Pour préserver ses droits, la défense doit impérativement formaliser sa demande d’audition ou de renvoi par écrit. Si elle sollicite un supplément d’information pour faire rechercher et auditionner un témoin clef, elle doit le faire selon les formes requises, notamment par lettre recommandée avec accusé de réception avant l’audience ou par conclusions visées le jour des débats. La chambre criminelle de la Cour de cassation a érigé cette exigence en garantie d’ordre public pour la défense, en décidant que : « si dans le cadre d’une saisine initiale par citation ou par convocation par procès-verbal, la juridiction refuse d’ordonner un supplément d’information régulièrement sollicité avant le début de l’audience, par conclusions écrites adressées par lettre recommandée avec demande d’avis de réception, elle doit spécialement motiver sa décision » (Crim. 29 novembre 2022, n° 22-81.088).

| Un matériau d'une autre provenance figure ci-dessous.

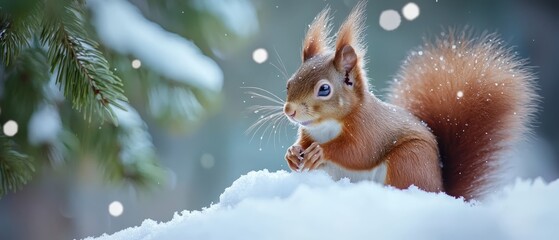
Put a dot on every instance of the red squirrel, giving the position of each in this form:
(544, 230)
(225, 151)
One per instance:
(453, 107)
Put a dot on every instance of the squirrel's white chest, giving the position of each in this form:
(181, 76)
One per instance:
(324, 131)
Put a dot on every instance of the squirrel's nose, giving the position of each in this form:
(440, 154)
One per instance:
(289, 111)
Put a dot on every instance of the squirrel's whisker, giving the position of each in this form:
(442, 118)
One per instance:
(265, 91)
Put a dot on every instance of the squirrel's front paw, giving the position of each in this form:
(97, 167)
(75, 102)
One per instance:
(312, 157)
(293, 157)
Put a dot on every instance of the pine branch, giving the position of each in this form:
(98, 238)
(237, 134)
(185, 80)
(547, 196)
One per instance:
(14, 35)
(16, 169)
(81, 70)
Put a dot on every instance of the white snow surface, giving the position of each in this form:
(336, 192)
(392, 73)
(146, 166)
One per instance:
(122, 27)
(309, 205)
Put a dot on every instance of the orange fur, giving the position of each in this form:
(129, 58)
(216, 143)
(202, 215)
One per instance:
(428, 123)
(317, 40)
(475, 96)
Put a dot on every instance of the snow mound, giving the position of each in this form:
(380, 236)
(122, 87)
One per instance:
(282, 205)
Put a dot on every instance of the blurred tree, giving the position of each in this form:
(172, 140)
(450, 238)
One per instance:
(65, 92)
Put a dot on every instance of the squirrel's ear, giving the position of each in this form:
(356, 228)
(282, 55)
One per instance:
(350, 49)
(317, 40)
(345, 59)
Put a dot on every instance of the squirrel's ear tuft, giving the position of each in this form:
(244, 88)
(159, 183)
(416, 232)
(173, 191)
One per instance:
(350, 49)
(317, 40)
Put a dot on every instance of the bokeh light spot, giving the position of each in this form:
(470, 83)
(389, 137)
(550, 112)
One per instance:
(260, 55)
(390, 20)
(10, 128)
(410, 11)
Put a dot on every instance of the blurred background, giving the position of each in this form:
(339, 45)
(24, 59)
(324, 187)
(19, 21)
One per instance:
(182, 140)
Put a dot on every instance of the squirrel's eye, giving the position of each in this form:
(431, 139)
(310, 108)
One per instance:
(324, 90)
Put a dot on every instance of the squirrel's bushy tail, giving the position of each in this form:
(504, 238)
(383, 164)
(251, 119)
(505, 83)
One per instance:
(476, 96)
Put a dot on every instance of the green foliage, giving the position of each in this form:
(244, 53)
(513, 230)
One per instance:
(81, 70)
(46, 41)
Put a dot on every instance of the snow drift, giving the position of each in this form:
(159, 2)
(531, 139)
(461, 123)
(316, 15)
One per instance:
(282, 205)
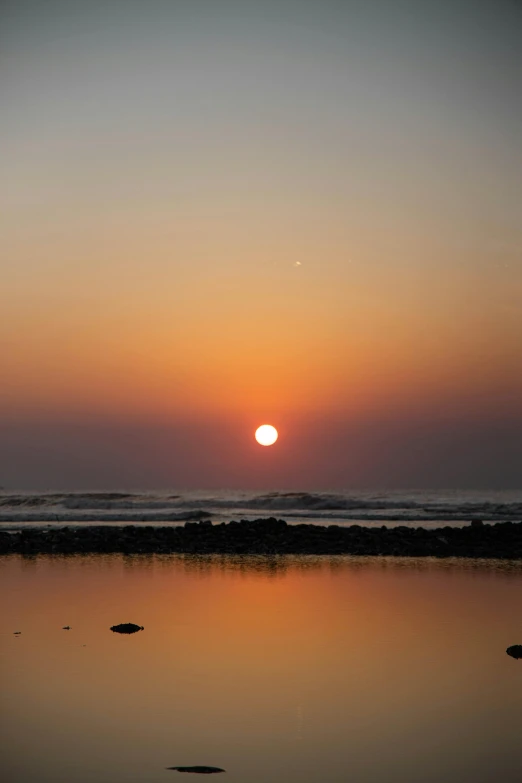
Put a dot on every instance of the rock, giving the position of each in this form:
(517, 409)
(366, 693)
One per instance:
(201, 770)
(126, 628)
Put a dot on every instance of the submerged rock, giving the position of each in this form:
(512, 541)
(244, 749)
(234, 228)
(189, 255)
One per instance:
(201, 770)
(126, 628)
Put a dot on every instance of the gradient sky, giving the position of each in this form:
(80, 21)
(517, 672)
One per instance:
(217, 214)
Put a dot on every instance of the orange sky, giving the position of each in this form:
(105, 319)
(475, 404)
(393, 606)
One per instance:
(236, 223)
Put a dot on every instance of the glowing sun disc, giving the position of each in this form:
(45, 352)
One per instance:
(266, 435)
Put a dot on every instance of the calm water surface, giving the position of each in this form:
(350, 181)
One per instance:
(297, 669)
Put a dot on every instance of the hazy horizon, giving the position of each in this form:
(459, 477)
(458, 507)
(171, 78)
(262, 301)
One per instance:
(223, 214)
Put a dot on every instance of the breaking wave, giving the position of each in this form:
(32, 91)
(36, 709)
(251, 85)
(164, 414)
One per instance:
(311, 507)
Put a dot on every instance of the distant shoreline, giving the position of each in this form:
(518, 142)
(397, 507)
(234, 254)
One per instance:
(271, 536)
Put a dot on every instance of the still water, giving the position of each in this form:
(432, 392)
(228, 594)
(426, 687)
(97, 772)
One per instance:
(288, 670)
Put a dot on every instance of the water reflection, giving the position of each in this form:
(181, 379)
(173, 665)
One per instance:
(292, 669)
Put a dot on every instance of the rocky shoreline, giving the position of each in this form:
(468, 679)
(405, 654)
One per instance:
(272, 537)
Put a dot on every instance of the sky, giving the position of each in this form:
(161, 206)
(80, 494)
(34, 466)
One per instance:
(217, 214)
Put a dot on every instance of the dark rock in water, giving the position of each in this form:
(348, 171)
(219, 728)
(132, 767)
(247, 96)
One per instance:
(126, 628)
(201, 770)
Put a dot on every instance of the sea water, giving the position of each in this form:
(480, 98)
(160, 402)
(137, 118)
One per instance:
(427, 508)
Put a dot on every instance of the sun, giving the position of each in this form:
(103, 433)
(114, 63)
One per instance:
(266, 435)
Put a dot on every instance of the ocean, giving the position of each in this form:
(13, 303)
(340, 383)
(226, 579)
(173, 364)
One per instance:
(427, 508)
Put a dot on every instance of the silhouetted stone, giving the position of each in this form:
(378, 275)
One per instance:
(274, 537)
(126, 628)
(201, 770)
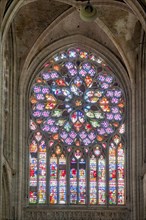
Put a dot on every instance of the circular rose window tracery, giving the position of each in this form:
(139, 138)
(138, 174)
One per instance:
(77, 124)
(80, 100)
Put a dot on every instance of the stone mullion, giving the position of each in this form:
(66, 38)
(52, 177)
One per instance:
(1, 121)
(139, 135)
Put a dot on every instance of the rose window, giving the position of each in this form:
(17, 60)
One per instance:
(77, 124)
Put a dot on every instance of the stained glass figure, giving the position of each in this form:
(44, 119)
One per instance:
(77, 131)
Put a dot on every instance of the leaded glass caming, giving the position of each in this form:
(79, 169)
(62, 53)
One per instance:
(77, 126)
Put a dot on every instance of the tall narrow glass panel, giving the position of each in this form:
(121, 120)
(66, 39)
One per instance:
(101, 181)
(121, 174)
(82, 181)
(53, 179)
(73, 181)
(62, 179)
(33, 160)
(112, 174)
(93, 180)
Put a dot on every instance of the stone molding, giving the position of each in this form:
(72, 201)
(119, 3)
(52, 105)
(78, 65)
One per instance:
(70, 214)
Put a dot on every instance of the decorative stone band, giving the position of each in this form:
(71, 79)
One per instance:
(71, 214)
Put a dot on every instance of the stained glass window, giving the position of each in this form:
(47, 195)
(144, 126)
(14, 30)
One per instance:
(77, 132)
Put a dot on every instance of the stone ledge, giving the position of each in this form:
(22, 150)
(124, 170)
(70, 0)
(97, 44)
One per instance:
(70, 214)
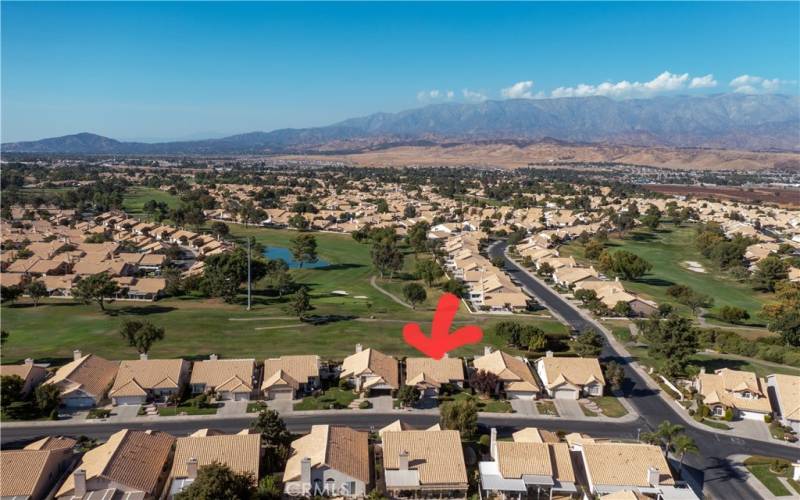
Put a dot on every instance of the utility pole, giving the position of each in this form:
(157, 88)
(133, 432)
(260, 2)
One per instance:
(248, 273)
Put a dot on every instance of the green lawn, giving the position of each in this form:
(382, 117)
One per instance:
(484, 405)
(547, 408)
(198, 327)
(667, 249)
(333, 398)
(763, 468)
(171, 411)
(610, 406)
(136, 197)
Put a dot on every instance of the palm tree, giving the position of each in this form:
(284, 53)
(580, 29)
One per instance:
(684, 444)
(668, 431)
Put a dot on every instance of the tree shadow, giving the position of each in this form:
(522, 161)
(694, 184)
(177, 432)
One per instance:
(642, 237)
(337, 267)
(140, 311)
(655, 282)
(712, 365)
(318, 320)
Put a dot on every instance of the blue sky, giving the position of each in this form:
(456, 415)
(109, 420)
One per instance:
(173, 70)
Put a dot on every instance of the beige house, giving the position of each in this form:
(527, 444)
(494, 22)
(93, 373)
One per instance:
(641, 468)
(287, 376)
(146, 379)
(241, 452)
(516, 378)
(570, 378)
(428, 374)
(229, 379)
(30, 373)
(784, 391)
(526, 469)
(34, 471)
(331, 461)
(371, 370)
(85, 381)
(740, 391)
(424, 464)
(131, 464)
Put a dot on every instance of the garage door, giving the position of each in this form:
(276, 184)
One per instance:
(521, 395)
(79, 402)
(566, 394)
(129, 400)
(281, 394)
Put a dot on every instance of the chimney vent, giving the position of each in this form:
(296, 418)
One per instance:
(191, 468)
(305, 471)
(402, 463)
(79, 477)
(653, 476)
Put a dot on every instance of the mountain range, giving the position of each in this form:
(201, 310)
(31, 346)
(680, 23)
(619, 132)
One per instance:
(723, 121)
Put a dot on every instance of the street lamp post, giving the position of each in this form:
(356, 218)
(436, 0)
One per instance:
(248, 273)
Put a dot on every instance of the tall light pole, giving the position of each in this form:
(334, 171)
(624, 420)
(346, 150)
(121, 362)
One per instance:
(248, 273)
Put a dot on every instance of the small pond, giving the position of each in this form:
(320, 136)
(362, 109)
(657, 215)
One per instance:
(273, 253)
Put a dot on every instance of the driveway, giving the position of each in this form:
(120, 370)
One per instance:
(524, 407)
(281, 405)
(233, 408)
(751, 429)
(381, 403)
(124, 412)
(568, 408)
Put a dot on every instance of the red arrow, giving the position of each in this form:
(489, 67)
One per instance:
(441, 340)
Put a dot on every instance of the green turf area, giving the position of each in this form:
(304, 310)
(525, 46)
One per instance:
(610, 406)
(332, 399)
(768, 470)
(484, 405)
(198, 327)
(667, 249)
(136, 197)
(546, 408)
(171, 411)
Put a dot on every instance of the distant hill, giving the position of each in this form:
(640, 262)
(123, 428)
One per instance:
(723, 121)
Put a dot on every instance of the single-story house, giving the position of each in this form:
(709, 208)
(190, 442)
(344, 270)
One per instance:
(371, 370)
(240, 452)
(85, 381)
(330, 461)
(287, 376)
(570, 378)
(146, 379)
(229, 379)
(516, 378)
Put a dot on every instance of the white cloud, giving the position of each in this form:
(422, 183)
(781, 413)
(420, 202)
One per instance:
(471, 95)
(434, 95)
(665, 82)
(703, 82)
(520, 90)
(750, 84)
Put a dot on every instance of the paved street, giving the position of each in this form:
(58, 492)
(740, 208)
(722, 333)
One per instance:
(719, 477)
(568, 408)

L’obligation de motivation spéciale imposée aux juges correctionnels en cas de refus d’un supplément d’information régulièrement demandé constitue une arme de premier plan pour la défense. Elle permet d’obliger le tribunal à justifier juridiquement son refus, ouvrant ainsi la voie à une censure de la Cour de cassation si la motivation des juges du fond s’avère insuffisante, stéréotypée ou contradictoire.
Conclusion
La citation de témoins devant le tribunal correctionnel demeure l’un des piliers opérationnels les plus solides des droits de la défense en droit pénal français. Le formalisme rigoureux imposé par le code de procédure pénale, loin de constituer un simple obstacle bureaucratique, s’analyse comme la garantie nécessaire de l’authenticité et de la solennité de la parole portée devant les juges. Les arrêts successifs de la chambre criminelle de la Cour de cassation sur la période récente (2024-2026) confirment une orientation jurisprudentielle univoque : celle de la protection absolue de l’oralité des débats contre les réflexes de commodité procédurale des juridictions du fond. Que ce soit en affirmant la liberté absolue de citer des témoins sans dénonciation préalable, en censurant les refus d’audition non justifiés par une audition antérieure, ou en soumettant à la nullité absolue le détournement des règles d’anonymat, la Cour de cassation érige le témoignage en garantie d’ordre public d’un procès équitable. Pour le praticien de la défense pénale, la maîtrise de ces subtilités de procédure, l’usage proactif des conclusions écrites et la rigueur dans le suivi des citations d’huissier constituent des exigences professionnelles fondamentales pour assurer la sauvegarde des libertés individuelles de leurs clients face aux rigueurs de l’action publique.